Champions of home birth ... are blaming negative media reports, which have raised questions about the safety of home births with “scare stories” and “muddled statistics”.

The powerful Dutch pro-home birth lobby and critics of the traditional system are at loggerheads. The figures, nevertheless, are disturbing. Last year, there were 1,700 still births and deaths among newborn babies, giving the Netherlands, among Europe’s highest rates, double that of Flanders (Dutch speaking Flanders across the border). Everyone agrees the figure is much too high.

The Health Ministry, which has long prided itself on the high quality of health and medical care in the Netherlands, has described as “worrying” the fact that the rate of death among newborn babies is higher than in other European countries.

To the public, this wrangling between the midwives’ sector, who operate independently within the system, and leading obstetricians and gynaecologists, who want more “intervention” and “medicalisation”, begs the question, who is right – are home births really that safe in Holland?

Prof Simone Buitendijk, head of the child health programme ... declares: “Yes, they are safe, even if we totally abolished them we wouldn’t make a small dent in the mortality statistics. It is about choice and it would be really sad if choice disappears.”

She believes there is a real risk of that now happening in Holland ... “The negative media coverage will influence some women and persuade them to have their babies in hospital instead of at home out of fear.” In her view, for low-risk women, not in danger of having complications, “home birth is the best possible way of being properly in control”.

“Midwives in the Netherlands offer an excellent level of care and are key to risk referral because they ensure that those opting to give birth at home fall into the low-risk category.”

Prof GHA Visser, a leading obstetrician at Utrecht Medical, is among a group of senior specialists who have criticised the system, claiming that intervention is too slow and the country has “fallen asleep on the job”.

He claims that midwives often neglect to inform many women wanting home births that there is a strong likelihood they will end up being taken to hospital after labour starts.

“Over 50 per cent of first-time deliveries end up in hospital, in rare cases there are tragic circumstances and the baby dies. We know midwives do a very good job, but there is this mentality among GPs as well that intervention should be avoided and the traditional philosophy goes on.

“The fact is that not all pregnancies are normal, and symptoms and warning signs are missed, the midwives are clinging on to a culture which used to work well but clearly has shortcomings also,” he says.

“... It’s a question of better co-operation between first- and second-line care givers.”

An independent inquiry has been launched into why the Dutch have one of the highest perinatal mortality rates compared with the rest of Europe. The big question is whether that will vindicate the Netherlands’ unique home births system.

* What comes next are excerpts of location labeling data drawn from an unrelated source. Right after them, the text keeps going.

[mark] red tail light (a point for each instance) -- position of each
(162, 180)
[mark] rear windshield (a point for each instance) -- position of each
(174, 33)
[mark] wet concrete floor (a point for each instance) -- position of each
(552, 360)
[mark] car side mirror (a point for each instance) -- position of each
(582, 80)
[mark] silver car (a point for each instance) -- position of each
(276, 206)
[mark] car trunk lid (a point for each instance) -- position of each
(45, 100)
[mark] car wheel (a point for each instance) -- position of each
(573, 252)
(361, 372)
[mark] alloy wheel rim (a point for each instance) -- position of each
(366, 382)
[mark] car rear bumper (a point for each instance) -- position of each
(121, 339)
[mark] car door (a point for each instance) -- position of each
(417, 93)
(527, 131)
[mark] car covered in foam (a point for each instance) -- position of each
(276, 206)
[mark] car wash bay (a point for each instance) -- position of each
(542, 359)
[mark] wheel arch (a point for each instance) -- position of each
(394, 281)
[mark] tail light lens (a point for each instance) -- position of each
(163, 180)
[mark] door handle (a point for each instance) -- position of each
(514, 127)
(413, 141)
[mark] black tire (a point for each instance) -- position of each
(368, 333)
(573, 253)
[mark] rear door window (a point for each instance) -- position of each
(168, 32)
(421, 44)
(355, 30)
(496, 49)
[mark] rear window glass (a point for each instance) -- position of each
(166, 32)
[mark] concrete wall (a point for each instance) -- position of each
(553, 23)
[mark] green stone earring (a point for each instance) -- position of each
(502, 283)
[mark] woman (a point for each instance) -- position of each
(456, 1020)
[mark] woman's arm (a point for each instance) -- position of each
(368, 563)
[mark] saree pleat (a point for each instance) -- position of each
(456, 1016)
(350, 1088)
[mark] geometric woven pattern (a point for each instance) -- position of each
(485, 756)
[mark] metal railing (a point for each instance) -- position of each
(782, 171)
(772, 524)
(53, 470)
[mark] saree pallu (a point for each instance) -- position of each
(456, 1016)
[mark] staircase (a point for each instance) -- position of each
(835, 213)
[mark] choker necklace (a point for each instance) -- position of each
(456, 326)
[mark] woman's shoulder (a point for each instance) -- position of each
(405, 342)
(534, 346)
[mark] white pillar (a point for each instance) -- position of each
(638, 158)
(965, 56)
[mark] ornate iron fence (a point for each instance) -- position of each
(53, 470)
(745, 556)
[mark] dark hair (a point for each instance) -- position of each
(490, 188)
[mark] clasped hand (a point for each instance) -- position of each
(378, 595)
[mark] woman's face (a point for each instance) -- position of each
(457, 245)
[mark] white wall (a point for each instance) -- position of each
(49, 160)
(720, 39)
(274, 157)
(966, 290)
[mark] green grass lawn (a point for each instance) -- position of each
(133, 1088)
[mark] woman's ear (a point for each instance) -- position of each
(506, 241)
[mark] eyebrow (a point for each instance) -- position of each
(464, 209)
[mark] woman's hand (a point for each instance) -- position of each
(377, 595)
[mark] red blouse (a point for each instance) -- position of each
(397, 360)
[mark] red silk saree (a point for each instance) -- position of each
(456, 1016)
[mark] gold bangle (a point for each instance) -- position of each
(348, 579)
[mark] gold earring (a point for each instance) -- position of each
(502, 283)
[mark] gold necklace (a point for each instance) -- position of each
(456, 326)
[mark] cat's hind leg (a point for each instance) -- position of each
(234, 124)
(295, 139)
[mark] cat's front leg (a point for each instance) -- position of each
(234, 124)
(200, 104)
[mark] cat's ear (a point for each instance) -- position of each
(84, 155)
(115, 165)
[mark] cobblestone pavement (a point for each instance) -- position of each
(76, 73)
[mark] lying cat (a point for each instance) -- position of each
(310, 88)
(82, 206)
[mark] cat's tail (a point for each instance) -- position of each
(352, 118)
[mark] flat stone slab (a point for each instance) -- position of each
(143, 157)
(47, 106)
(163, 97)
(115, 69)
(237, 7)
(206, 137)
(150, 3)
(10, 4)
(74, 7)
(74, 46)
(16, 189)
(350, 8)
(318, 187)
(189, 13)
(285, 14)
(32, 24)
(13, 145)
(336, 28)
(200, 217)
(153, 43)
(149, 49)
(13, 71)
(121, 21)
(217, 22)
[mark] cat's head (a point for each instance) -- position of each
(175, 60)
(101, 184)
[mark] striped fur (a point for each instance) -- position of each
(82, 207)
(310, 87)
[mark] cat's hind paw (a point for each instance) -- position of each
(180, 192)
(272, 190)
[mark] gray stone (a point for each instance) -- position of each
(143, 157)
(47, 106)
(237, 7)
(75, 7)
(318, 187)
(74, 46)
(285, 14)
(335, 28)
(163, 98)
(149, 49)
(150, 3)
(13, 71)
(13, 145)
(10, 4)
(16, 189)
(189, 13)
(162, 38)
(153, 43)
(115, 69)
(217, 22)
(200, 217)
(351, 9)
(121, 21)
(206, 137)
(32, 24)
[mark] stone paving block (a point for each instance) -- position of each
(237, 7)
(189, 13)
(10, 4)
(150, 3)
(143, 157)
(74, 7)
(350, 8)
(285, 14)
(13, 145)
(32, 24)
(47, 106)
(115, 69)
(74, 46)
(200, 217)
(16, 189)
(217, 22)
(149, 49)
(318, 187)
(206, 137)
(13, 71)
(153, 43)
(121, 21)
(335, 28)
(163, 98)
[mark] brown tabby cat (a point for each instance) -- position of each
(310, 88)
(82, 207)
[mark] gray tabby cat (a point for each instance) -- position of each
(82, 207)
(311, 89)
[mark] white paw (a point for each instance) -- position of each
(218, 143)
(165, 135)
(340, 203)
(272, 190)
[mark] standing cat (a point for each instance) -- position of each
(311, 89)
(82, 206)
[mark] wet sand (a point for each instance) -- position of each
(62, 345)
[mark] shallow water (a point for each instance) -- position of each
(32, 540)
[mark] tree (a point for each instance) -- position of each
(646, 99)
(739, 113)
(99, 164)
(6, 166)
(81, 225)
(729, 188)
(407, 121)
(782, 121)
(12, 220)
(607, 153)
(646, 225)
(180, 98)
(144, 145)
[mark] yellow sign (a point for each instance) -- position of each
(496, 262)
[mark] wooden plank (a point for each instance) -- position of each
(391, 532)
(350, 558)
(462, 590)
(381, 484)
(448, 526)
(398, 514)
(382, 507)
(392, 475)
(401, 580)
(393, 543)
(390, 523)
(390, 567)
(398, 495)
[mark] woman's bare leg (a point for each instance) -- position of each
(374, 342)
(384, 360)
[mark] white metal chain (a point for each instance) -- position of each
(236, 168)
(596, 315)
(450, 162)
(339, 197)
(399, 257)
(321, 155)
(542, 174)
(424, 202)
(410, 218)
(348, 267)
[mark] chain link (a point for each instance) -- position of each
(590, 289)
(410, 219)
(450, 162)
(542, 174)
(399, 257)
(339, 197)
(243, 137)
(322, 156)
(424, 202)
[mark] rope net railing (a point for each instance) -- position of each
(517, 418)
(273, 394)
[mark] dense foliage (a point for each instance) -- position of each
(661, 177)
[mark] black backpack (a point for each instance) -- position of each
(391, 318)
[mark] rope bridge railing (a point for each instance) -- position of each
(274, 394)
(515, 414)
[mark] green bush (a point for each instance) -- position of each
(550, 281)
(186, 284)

Some believe there is no going back and more and more women will end up in hospital, with an increase in epidurals and Caesarean sections, even for those in the low-risk category, increasing the risk of maternal mortality in the process.

Petra de Haan is watching developments with interest. Like many other women in the Netherlands she believes childbirth should be as natural as possible, that the pain helps in the bonding process with the newborn infant, but she wonders whether tomorrow’s Dutch mothers will share that view.